“月黑风高杀人夜,”宋栖棠落下车窗,凉冽的眸子掠过居民楼,看向身侧气定神闲的男人,“是不是?三哥。”
江宴行勾唇,单手支着窗觑她,耐人寻味一笑,“我以前希望你这么叫我,现在你真这么叫了,知道我想对你怎么样吗?”
“我管你怎么样,”宋栖棠冷哼,“反正你脑子里废料多,离不开那档事。”
“大小姐真了解我。”江宴行执起她柔嫩的手把玩,睫毛微微舒展,语调放得轻缓,“怎么突然愿意叫我三哥?你先前没这习惯。”
宋栖棠甩开他,反唇相讥,“年纪大了就爱装蒜,听不出我故意讽刺?”
“有吗?”江宴行似笑非笑端详她,佯装思考一会儿,缓声做总结,“大概是声音特别好听,就算讽刺也觉得很顺耳。”
宋栖棠横他一眼,“你失业了,做话术员搞诈骗是不错的选择。”
“谢谢夸奖,所以你这是委婉表示自己对我的恭维受用?”江宴行越过宋栖棠看一眼窗外,原先慵懒的神情倏然冷凝,“可以动手了。”
——
何峥嵘一直联系不上。
今天总算露面,居然跟宋栖棠和江宴行同行!
如果只有宋栖棠就罢了,偏偏江宴行还在,所以何峥嵘的处境肯定不妙。
阿华与阿伟准备白天跑路,没想到被宋栖棠的人及时堵住。
因为附近是居民楼,丁点吵嚷便容易引人注目,宋栖棠吩咐迈克先把人盯紧,等台风来再动手,免得惊动居民。
宋栖棠进门的时候,身上的黑风衣溅了零星雨珠,脸色相当寡淡。
江宴行落后她一步上楼,看见阿华、阿伟被五花大绑丢墙角,目光笔直投向了卧室,“你说,你婶婶看到我们一起出现,是不是又得疯?”

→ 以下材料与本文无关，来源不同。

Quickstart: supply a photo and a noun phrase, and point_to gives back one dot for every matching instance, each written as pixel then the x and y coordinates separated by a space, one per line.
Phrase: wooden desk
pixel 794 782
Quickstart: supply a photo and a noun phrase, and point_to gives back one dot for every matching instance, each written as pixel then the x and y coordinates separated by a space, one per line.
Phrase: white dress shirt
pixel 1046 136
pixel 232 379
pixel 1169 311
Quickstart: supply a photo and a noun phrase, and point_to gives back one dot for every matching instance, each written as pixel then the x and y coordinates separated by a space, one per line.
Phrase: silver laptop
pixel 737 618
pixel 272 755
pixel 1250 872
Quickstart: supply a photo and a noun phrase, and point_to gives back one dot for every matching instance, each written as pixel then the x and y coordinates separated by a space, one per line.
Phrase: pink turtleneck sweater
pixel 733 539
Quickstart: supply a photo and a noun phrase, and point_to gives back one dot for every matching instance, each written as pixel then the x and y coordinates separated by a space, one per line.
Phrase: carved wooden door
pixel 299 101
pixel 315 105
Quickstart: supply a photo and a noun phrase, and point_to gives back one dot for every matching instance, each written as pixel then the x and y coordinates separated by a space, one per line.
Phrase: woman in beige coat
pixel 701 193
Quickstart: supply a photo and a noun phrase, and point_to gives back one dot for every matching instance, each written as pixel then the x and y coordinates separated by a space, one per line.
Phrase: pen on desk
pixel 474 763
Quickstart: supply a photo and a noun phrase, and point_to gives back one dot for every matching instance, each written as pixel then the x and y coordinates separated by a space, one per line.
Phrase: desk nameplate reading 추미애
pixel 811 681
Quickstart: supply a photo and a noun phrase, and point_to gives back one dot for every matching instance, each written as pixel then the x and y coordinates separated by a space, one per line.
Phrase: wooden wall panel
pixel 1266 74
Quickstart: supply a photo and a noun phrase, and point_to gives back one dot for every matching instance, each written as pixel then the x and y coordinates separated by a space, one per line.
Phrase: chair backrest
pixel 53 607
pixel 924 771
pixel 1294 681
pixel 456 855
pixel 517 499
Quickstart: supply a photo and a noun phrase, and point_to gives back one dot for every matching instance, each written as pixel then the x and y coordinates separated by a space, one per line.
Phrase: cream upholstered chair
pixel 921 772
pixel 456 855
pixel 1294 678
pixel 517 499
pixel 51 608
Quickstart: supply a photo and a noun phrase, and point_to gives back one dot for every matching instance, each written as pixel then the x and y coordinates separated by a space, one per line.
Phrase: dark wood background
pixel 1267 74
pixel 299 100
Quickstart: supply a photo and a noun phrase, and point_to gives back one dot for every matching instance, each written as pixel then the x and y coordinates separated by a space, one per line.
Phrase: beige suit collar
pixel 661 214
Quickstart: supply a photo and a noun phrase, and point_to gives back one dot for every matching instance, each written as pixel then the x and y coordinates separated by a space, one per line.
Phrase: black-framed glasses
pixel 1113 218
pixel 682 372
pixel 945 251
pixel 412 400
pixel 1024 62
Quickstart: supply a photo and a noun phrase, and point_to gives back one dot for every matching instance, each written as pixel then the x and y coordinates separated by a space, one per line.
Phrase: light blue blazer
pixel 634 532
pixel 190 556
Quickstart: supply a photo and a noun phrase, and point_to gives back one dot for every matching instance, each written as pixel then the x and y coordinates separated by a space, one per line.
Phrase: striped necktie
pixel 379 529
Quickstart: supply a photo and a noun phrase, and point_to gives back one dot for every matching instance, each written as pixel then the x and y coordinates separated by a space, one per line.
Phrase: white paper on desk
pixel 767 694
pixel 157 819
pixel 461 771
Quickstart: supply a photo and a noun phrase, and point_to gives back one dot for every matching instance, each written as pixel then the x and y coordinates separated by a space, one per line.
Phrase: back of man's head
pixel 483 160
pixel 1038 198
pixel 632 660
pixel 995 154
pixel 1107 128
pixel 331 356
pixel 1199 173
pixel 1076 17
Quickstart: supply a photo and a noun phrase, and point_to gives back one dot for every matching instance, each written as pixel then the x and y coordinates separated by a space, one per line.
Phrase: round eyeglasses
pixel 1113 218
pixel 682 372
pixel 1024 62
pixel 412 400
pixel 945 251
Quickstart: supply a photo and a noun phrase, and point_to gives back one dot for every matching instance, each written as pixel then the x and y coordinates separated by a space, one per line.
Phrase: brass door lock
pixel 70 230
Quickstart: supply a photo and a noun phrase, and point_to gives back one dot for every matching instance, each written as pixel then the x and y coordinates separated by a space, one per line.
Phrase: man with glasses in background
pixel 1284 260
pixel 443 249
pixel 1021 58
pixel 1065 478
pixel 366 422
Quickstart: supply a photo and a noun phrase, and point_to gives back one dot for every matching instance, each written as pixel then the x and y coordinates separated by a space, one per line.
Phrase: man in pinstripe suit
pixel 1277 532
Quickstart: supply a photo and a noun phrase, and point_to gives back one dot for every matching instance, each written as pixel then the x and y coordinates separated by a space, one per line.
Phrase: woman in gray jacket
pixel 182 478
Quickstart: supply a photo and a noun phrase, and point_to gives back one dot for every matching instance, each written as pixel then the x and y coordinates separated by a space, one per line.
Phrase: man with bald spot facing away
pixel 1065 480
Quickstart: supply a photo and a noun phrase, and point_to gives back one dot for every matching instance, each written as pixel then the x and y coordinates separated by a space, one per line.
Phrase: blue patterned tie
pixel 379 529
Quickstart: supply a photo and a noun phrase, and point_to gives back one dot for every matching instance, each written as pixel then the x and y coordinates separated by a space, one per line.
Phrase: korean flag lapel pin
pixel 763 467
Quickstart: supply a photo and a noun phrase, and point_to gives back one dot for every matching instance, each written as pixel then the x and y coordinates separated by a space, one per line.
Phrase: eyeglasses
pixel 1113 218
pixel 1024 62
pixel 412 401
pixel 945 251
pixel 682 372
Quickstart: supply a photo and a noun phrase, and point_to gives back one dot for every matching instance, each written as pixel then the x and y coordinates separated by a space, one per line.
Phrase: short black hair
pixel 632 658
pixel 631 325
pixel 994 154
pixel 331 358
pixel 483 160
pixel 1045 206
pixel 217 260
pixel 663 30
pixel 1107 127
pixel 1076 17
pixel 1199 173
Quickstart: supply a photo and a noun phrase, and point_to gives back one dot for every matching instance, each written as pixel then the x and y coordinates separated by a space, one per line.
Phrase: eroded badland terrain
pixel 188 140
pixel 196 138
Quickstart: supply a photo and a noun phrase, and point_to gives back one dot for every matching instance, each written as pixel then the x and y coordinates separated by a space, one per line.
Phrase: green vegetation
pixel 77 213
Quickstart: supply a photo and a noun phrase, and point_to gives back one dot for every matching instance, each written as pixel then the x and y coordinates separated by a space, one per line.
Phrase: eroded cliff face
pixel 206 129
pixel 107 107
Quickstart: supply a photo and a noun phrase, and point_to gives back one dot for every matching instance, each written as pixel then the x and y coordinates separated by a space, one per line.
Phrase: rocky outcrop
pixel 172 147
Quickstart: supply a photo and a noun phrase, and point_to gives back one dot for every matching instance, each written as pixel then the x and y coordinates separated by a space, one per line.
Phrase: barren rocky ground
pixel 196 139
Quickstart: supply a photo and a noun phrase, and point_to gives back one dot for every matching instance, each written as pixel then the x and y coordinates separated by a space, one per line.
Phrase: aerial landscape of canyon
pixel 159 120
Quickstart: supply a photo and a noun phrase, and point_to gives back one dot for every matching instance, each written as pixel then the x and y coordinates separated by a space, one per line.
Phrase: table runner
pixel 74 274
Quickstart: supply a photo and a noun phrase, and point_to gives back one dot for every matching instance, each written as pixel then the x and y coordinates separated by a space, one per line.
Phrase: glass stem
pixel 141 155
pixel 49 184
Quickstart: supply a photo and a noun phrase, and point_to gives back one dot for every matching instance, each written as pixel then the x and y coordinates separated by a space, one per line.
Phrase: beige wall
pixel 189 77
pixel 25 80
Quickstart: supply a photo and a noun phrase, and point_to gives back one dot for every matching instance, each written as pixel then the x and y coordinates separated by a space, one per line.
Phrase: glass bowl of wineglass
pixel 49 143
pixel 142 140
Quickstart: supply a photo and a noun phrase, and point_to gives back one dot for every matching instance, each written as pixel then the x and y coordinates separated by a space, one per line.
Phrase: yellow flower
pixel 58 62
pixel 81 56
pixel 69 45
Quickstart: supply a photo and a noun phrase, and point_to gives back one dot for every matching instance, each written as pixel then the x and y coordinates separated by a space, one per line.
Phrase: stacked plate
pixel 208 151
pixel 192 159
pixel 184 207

宋栖棠一进屋便气场凛冽,漠然拍掉雨水,“少自作多情,我没要你跟着来。”
“我失业了,很无聊,阮女士的演技这么精彩,我必须当面称赞。”
江宴行的心情看起来不错,眉梢眼角铺着淡淡的戏谑,“你待会儿别激动,我怕你突发心脏病,不然庄家那么多财产就打水漂了。”
阮秀珠诈死三年,作为她的亲属,宋栖棠当年的崩溃仍历历在目。
江宴行扬起的唇下沉,冷冷倚靠沙发,望着宋栖棠面无表情走向阿华他们。
阿华瞪着渐行渐近的女人,想起何峥嵘的交代,身上贲起的肌ròu一块块软下来。